Терентий свято исполнил приказ — земли не дал. Сергей сам ее взял — ненужную, «валявшуюся». А сколько такой «валявшейся» земли было еще в Петраковской. Ходить за ней не надо — прямо за околицей во все стороны пустыри, потоптанные скотом, поросшие можжевельником кой-где.
И рабочих рук Терентий не выделил, даже присланных в бригаду трактористов честно остерег:
— Ребятки, не обещайте Сергей Николаичу… Я бы и сам ему всей душой… Евлампий Никитич того… Остерегитесь.
Трактористы покачали головами: «Ну-у, жмет юшку!», сочувственно поворчали в пользу Сергея, но к сведенью приняли — кто тот лихач, который поперек «отца колхоза» пойдет?
А лихач нашелся — Гришка Фролов.
После той драки на току, которую сам Евлампий Никитич победно развел, Лёху поднял, о Гришке забыл, Гришка сам напомнил о себе. Он не только был крепок на кулаки, но и зол на язык.
— Перековочка у нас в колхозе: девок в баб, мужиков в холуев.
Евлампий Никитич на такой мелкий лай не отзывался — себе дороже. Гришка ушел из гаража, стал трактористом, работал в самой выгодной бригаде, а доволен все равно не был.
— Как живешь, Гришка?
— Как тот полицай при немцах: материально ничего, только морально тяжело.
Он однажды заявился к Сергею:
— Тебе, может, дрова нужны — привезу, бутылочку разопьем.
Сергей и от дров и от водки отказался, но с этого момента сошлись.
Только этот Гришка и мог решиться — приехал на своем тракторе и на глазах у всей деревни стал пахать пустырь. Он пахал, а Сергей Лыков с бригадным пастухом Оськой Помиром обносил пахотный участок изгородью. Терентий Шаблов только помаргивал да гадал: попадет ему от Евлампия Никитича или пронесет нелегкая? Не ложиться же ему в борозду перед трактором. Да если и ляжет, Гришка на ручках ласково в сторонку отнесет. Что-то будет? Что-то будет?.. Пронеси, господи!
Сам Евлампий Никитич зажимал Серегу не для того, чтоб лишить его дела. Нет, приди, постучись к дяде: «Хочу снова стать колхозным опытником на законных основаниях». Да, пожалуйста, с милой душой, бывшая столярка ждет тебя, дурака строптивого, видным человеком сделаем, платить будем больше прежнего, дом поможем построить, брось партизанить, занимайся наукой под вывеской колхоза. Поклонись — зазорно. Ну, раз так, то чувствуй.
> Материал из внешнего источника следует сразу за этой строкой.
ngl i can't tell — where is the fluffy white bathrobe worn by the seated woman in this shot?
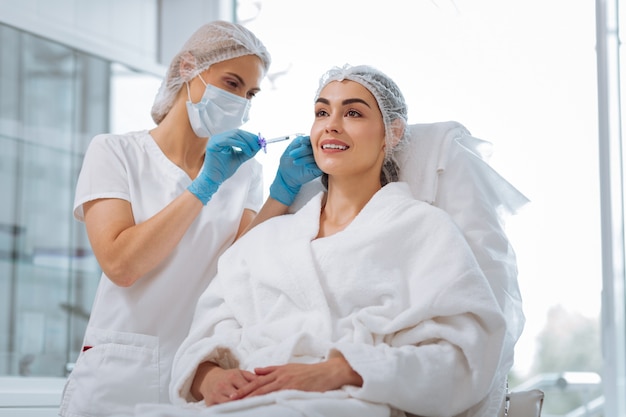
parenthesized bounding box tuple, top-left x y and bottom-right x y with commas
(157, 183, 505, 417)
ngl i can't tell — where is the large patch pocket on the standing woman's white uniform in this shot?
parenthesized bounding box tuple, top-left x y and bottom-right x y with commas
(61, 327, 159, 417)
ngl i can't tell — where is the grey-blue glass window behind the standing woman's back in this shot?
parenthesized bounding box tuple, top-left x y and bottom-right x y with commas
(0, 26, 156, 377)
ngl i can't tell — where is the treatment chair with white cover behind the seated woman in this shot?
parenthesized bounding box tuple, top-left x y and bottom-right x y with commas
(290, 121, 543, 417)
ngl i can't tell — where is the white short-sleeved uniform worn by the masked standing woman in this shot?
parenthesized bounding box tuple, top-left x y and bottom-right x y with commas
(61, 131, 263, 417)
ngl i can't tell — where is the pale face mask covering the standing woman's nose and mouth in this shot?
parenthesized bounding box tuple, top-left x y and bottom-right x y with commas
(187, 75, 250, 138)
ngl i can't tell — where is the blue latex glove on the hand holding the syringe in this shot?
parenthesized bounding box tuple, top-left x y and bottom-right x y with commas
(187, 129, 261, 205)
У Терентия пронесло, был вызван сам Гришка Фролов.
— Под суд захотел?
— За что?
— За незаконное использование техники. Кто тебе давал наряд?!
У Гришки Фролова руки в карманах, чуб на глазах и прямые рубленые плечищи широко раздвинуты.
— А я, Евлампий Никитич, инициативу проявил. Разве не полагается? Думал, что зря земле пустовать, вдруг да хлеб колхозу на ней вырастет.
И усмешечка, и глаз не отводит под председательским взглядом. «Вдруг да хлеб вырастет». А вырастет — без «вдруг», это-то Евлампий Никитич знал, знали все. Без «вдруг», то-то и оно.